Assuming exactly-once. Charging a customer twice on redelivery. Fix: assume at-least-once and make every consumer idempotent.

Event soup with no ownership. Dozens of event types, and nobody can say who produces or consumes them. Fix: keep an event catalog. Every event has one owning producer and documented consumers.

Coupling through a shared schema. One fat type edited by many teams needs a coordinated deploy for any change. Fix: the producer owns the schema, versions it additively, and consumers ignore unknown fields.

Using events to ask questions. Emitting an event to fetch data and awaiting a reply rebuilds RPC, badly. Fix: queries are request/response. Events announce facts; they do not ask questions.

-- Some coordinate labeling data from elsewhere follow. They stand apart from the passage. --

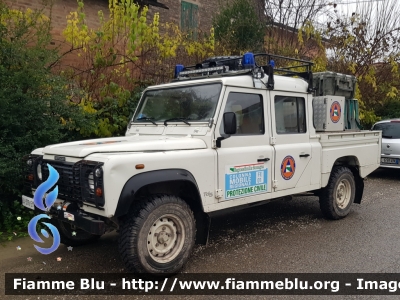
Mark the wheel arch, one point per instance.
(179, 182)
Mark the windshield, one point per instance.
(390, 130)
(189, 103)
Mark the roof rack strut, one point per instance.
(246, 64)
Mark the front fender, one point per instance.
(136, 182)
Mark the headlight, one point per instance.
(39, 171)
(91, 181)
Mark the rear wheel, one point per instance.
(158, 236)
(338, 196)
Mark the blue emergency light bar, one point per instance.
(248, 60)
(246, 64)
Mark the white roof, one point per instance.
(282, 83)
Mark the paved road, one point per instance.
(283, 236)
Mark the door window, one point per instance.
(249, 112)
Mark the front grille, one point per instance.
(73, 183)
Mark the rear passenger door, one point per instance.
(291, 140)
(245, 158)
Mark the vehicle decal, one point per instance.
(245, 180)
(335, 112)
(288, 167)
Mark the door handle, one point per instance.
(262, 159)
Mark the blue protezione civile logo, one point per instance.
(38, 201)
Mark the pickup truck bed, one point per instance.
(354, 146)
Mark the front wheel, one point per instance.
(338, 196)
(158, 237)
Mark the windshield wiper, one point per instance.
(177, 119)
(146, 119)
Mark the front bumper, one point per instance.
(76, 217)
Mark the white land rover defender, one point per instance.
(225, 133)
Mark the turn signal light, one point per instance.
(99, 192)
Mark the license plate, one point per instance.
(389, 160)
(28, 202)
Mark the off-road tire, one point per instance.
(67, 238)
(158, 235)
(337, 197)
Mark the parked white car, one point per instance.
(223, 139)
(390, 157)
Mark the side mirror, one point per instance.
(229, 120)
(229, 123)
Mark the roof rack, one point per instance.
(247, 64)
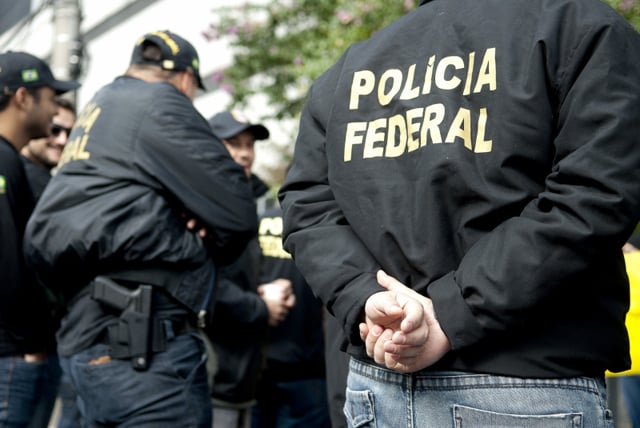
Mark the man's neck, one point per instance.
(12, 133)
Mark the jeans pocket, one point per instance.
(359, 408)
(470, 417)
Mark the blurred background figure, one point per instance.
(40, 156)
(292, 391)
(244, 308)
(630, 380)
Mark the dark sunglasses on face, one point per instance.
(57, 129)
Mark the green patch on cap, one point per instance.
(30, 75)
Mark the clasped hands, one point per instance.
(400, 329)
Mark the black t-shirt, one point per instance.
(37, 175)
(23, 315)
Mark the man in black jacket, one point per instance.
(244, 312)
(27, 105)
(461, 187)
(109, 235)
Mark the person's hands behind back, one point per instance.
(400, 329)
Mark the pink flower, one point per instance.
(344, 17)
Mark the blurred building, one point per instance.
(103, 38)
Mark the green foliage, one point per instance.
(281, 46)
(630, 9)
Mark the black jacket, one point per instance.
(24, 318)
(296, 345)
(139, 158)
(486, 154)
(238, 331)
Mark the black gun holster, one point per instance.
(133, 336)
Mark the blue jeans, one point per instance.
(377, 397)
(291, 404)
(630, 386)
(47, 397)
(20, 385)
(172, 392)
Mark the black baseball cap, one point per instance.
(20, 69)
(229, 123)
(177, 53)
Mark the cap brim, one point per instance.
(200, 84)
(64, 86)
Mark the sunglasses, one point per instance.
(57, 130)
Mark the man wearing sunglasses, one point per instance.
(41, 155)
(27, 106)
(109, 234)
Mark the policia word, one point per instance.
(75, 149)
(403, 133)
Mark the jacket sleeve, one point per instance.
(335, 263)
(195, 168)
(586, 211)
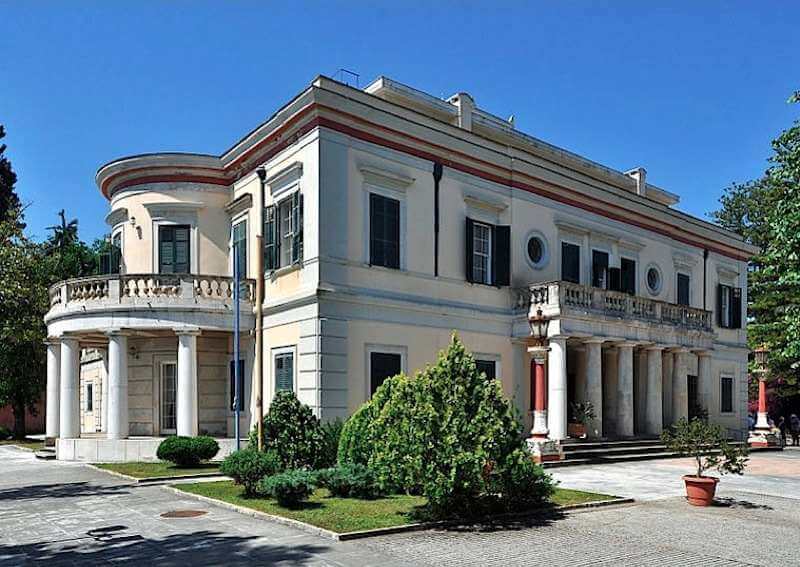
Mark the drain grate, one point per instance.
(183, 513)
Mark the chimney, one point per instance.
(466, 105)
(639, 174)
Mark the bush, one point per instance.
(330, 434)
(289, 488)
(247, 467)
(437, 433)
(706, 443)
(522, 484)
(292, 431)
(187, 451)
(350, 481)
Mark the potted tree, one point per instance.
(707, 445)
(582, 414)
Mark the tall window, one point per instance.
(481, 253)
(240, 247)
(570, 262)
(232, 382)
(383, 365)
(283, 233)
(168, 396)
(284, 371)
(726, 394)
(384, 231)
(683, 289)
(599, 269)
(488, 367)
(89, 396)
(173, 246)
(627, 268)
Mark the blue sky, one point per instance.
(694, 92)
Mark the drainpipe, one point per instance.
(705, 274)
(437, 177)
(262, 176)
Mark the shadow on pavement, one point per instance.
(60, 490)
(110, 544)
(734, 503)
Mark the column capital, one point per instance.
(190, 331)
(117, 332)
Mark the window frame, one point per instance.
(383, 349)
(401, 237)
(566, 242)
(722, 379)
(489, 251)
(282, 351)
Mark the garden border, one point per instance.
(362, 534)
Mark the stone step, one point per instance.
(47, 453)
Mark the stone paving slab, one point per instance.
(69, 514)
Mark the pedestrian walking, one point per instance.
(794, 428)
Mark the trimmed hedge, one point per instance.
(289, 488)
(187, 451)
(248, 467)
(292, 431)
(350, 481)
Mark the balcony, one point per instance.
(146, 300)
(560, 299)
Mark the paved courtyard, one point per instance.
(70, 514)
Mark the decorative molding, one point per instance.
(117, 216)
(166, 209)
(239, 205)
(284, 179)
(385, 178)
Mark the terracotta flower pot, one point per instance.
(700, 489)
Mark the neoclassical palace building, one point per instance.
(370, 224)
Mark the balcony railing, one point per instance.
(130, 288)
(556, 297)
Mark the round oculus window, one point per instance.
(653, 279)
(535, 249)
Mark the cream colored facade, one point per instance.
(329, 313)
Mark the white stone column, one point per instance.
(666, 388)
(594, 384)
(680, 386)
(186, 400)
(653, 414)
(625, 390)
(557, 388)
(704, 379)
(118, 424)
(69, 425)
(104, 392)
(52, 416)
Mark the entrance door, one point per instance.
(169, 387)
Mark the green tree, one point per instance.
(24, 278)
(766, 212)
(9, 201)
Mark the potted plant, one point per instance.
(582, 414)
(707, 445)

Assuming order. Expecting events to arrive in the order you sent them. Fix: do not rely on global order. Use keys or versions where order matters, or write handlers that do not care about order.

Where to Go Next

The beginner-safe default holds for most first systems: model facts as past-tense events, start with thin notifications, keep consumers idempotent, and let simple fan-out stay choreographed. Reach for an override when a specific need shows up. Choose event-carried state transfer when a consumer must keep working while the producer is down. Choose orchestration when a multi-step transaction must be ordered and compensatable. Reach for event sourcing or CQRS only when the log itself, or a split read model, earns its cost.

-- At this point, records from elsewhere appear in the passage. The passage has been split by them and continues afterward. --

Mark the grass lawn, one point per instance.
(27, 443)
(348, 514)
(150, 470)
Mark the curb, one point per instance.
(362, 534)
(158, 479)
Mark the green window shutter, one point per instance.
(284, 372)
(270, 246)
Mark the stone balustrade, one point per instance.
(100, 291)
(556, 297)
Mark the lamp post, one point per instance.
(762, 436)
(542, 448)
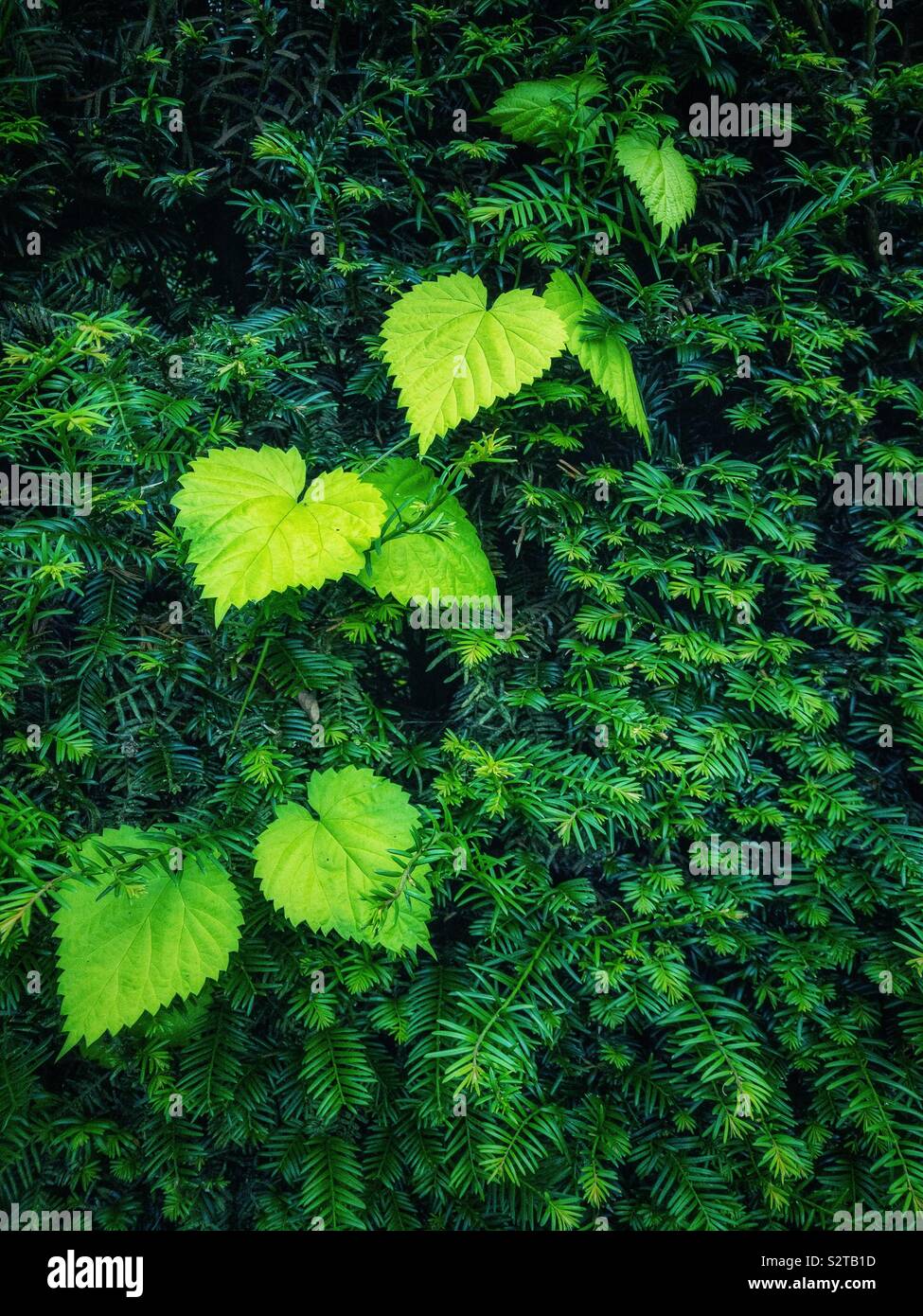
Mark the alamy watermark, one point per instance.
(879, 489)
(27, 1221)
(449, 613)
(750, 118)
(47, 489)
(876, 1221)
(723, 858)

The single next step is smaller than any of that. For your next feature, write the past-tense event name before you write any handler. If the name reads as history, you are thinking in events. If it reads as an order, you are still issuing commands.

To go deeper: event storming helps a team discover events together, domain-driven design sharpens the domain language those names come from, the outbox pattern makes emitting an event and writing your database atomic, and the event-driven CRM walkthrough shows the patterns in one worked system.